10/28/09

"Media flurry demonizes Egyptian culture minister"

Source: HAZEL HEYER, eTurboNews (eTN), October 26, 2009

"Egyptian reviews and numerous opinions have been expressed in newspapers throughout Egypt about the recent defeat of Culture Minister Farouk Hosni. His defeat happened in the last round of the elections for UNESCO’s director-general post. Diverse opinions - contradictory or complementary – flood the press from the assumption of a conspiracy orchestrated by the so-called American axis of evil, as they call him, to the idea of a missed opportunity to develop the Arab-West dialogue.

"Not long after Minister Farouk Hosni lost the last round of the elections for UNESCO’s top position, the gates of media hell flung wide open. The press in Egypt reflected on the subject from different points of view. Under the headline, 'Collusion,' al-Musawwar of September 23, 2009 wrote, Hosni lost with honor and Washington lost its own. The Al-Musawwar ascribed his failure to the conspiracy of the 'American axis of evil; Germany, Japan and Israel.'”

Read "Egyptian minister declares 'culture war' on Israel"

10/24/09

UNESCO General Conference: Irina Bokova sworn in as Director-General

The 35th session of UNESCO’s General Conference, which ended on Friday, was marked by the election of Irina Bokova as Director-General of the Organization and the adoption of the new programme and budget for 2010 and 2011. Two ministerial round tables, focused respectively on education and the oceans, a ministerial Forum and the launch of the “World Report, Investing in Cultural Diversity and Intercultural Dialogue,” were among the highlights of the 35th session.

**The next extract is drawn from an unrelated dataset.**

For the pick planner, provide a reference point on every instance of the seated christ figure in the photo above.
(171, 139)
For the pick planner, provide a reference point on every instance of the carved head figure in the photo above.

Egypt's Post Election Action in Berlin

Berlin’s war-ruined Neues Museum opens last week after 70 years, rebuilt from rubble left by World War II bombing as a home for Queen Nefertiti’s bust and the city’s Egyptian and prehistory collections. (See the article on Bloomberg.com.) Zahi Hawass, Egypt's chief archaeologist has announced that his country wants either evidence that the bust was obtained legally a century ago, or in the absence of such proof, the return of the world famous object itself.

Last week, the Louvre returned five objects to Egypt that it had purchased between 2000 and 2003. The objects, discovered in a tomb near Luxor in 1980, had been the object of demands for their return in the past without success, but recently the Egyptian government had suspended relations with the Louvre and suspended its excavations at Saqqara. (See the article from Al Ahram Weekly.)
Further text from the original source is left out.